Репетиции идут легко, без задержек, настроение – умиротворенно-приподнятое, творческая фантазия бьет ключом, чему во многом способствуют декорации, созданные Анной Асп, и свет, установленный Свеном Нюквистом с той непередаваемой интуицией, которая отличает его ото всех остальных и делает одним из лучших, если не лучшим, в мире мастеров по свету. На вопрос, как ему это удается, он обычно перечисляет несколько основных правил (весьма пригодившихся мне в театре). Главный же свой секрет он не хочет – или не может – открыть. Если ему почему-то кажется, будто ему мешают, подгоняют, или просто у него плохое настроение, все идет наперекосяк, и приходится начинать сначала. У нас было с ним полное доверие и взаимопонимание. Иногда мне становится грустно от мысли, что нам не придется больше работать вместе. Особенно когда я вспоминаю такой день, как этот. Я испытываю чувственное удовольствие, работая бок о бок с сильными, самостоятельными, творческими людьми: актерами, техниками, электриками, администраторами, реквизиторами, гримерами, костюмерами – одним словом, всеми теми, кто заполняет день и помогает его прожить.

* * *

Временами я остро тоскую по всем и всему. Я понимаю, что имеет в виду Феллини, утверждая, что для него работа в кино – образ жизни. Понимаю и рассказанную им иcторию про Аниту Экберг. Последняя сцена с ее участием в «Сладкой жизни» снималась в студии, в автомобиле. После завершения съемок, что для нее означало вообще конец работы в этом фильме, она заплакала и, вцепившись руками в руль, отказалась вылезать из машины. Пришлось, применив некоторое насилие, вынести ее из студии.

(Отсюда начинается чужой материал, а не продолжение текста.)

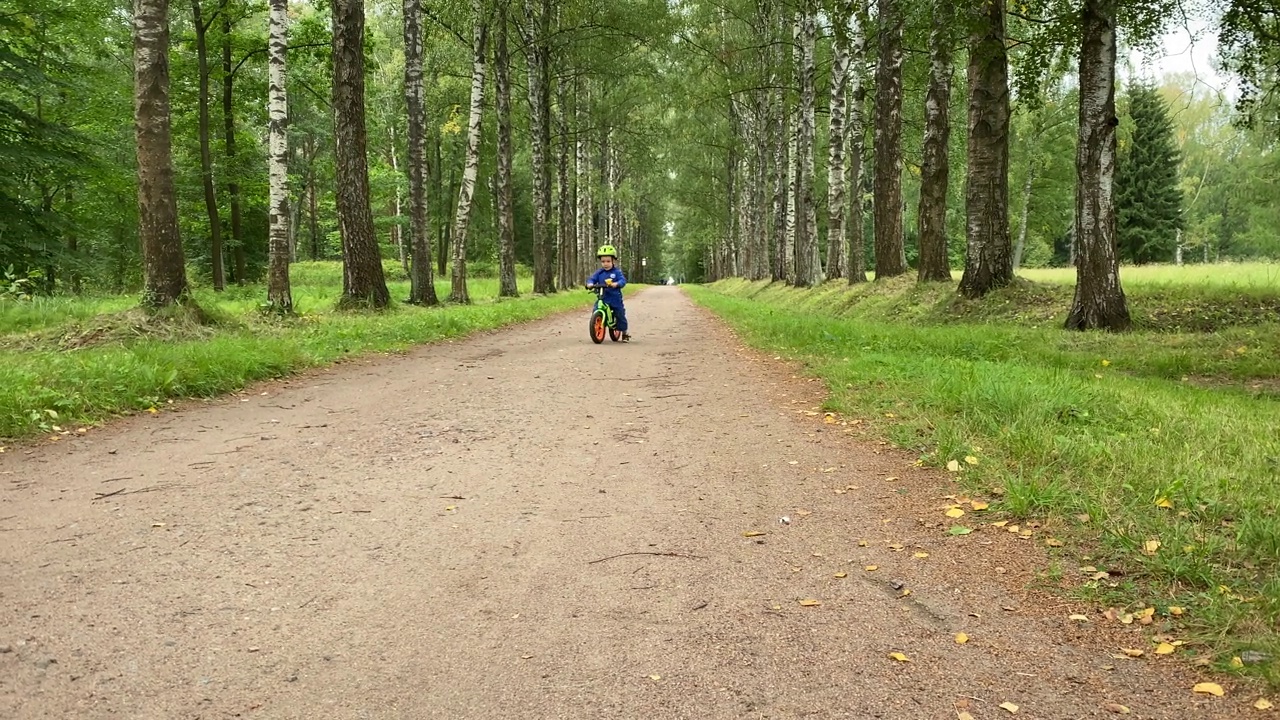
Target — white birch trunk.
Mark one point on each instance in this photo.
(466, 192)
(278, 291)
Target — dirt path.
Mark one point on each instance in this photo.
(429, 536)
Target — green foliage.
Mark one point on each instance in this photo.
(1147, 194)
(69, 361)
(1073, 425)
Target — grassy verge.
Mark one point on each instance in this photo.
(1097, 436)
(74, 361)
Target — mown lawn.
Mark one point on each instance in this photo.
(1152, 455)
(71, 361)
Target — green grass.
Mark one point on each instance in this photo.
(65, 363)
(1068, 425)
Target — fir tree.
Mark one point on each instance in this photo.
(1148, 201)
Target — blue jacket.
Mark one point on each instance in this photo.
(612, 295)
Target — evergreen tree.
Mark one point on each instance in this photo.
(1148, 201)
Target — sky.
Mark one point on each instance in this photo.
(1187, 49)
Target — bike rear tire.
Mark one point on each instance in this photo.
(597, 327)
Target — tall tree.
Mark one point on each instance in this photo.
(988, 259)
(890, 251)
(935, 264)
(163, 265)
(278, 292)
(856, 146)
(837, 133)
(1148, 197)
(362, 279)
(536, 51)
(421, 281)
(467, 188)
(206, 159)
(808, 265)
(233, 190)
(506, 212)
(1100, 301)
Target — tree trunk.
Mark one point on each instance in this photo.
(856, 145)
(362, 279)
(164, 272)
(466, 194)
(935, 171)
(1100, 301)
(229, 146)
(506, 213)
(808, 269)
(890, 251)
(988, 259)
(538, 16)
(1027, 213)
(583, 162)
(837, 141)
(206, 160)
(566, 255)
(278, 292)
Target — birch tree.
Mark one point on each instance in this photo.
(279, 296)
(535, 35)
(988, 258)
(856, 146)
(890, 251)
(466, 192)
(837, 141)
(935, 169)
(1100, 301)
(421, 281)
(163, 268)
(808, 265)
(362, 279)
(506, 206)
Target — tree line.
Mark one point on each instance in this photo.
(152, 142)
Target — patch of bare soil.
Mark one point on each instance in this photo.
(530, 525)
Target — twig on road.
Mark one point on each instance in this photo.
(643, 552)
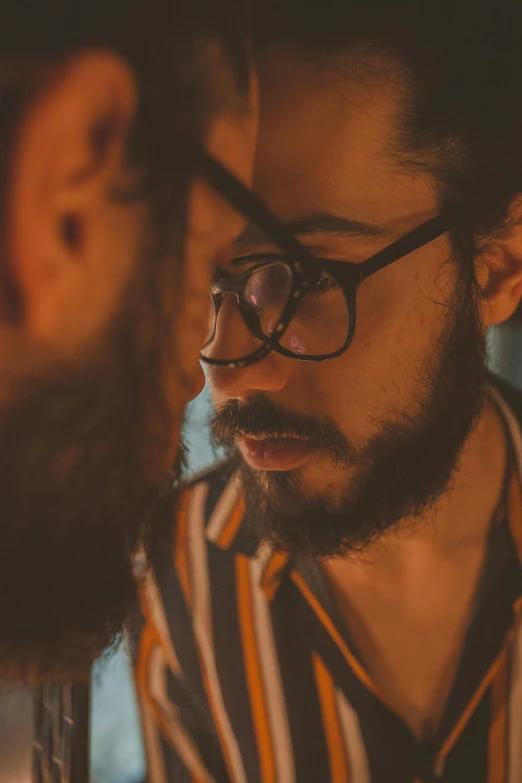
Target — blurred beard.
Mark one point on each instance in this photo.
(84, 456)
(397, 474)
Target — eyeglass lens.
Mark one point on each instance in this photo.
(319, 326)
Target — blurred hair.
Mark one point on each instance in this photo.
(189, 58)
(458, 68)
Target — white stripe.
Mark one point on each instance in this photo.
(177, 734)
(273, 686)
(159, 620)
(224, 508)
(203, 627)
(353, 740)
(515, 708)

Иной раз профессия кинорежиссера доставляет особенное счастье. В какой-то миг на лице артиста появляется неотрепетированное выражение, и камера запечатлевает его. Именно это случилось сегодня. Неожиданно Александр сильно бледнеет, и лицо его искажается от боли. Камера регистрирует это мгновение. Выражение боли – неуловимой боли – продержалось всего несколько секунд и исчезло навсегда, его не было и раньше, во время репетиций, но оно осталось зафиксированным на пленке. И тогда мне кажется, что дни и месяцы предугадываемой скрупулезности не пропали даром. Быть может, я и живу ради вот таких кратких мгновений.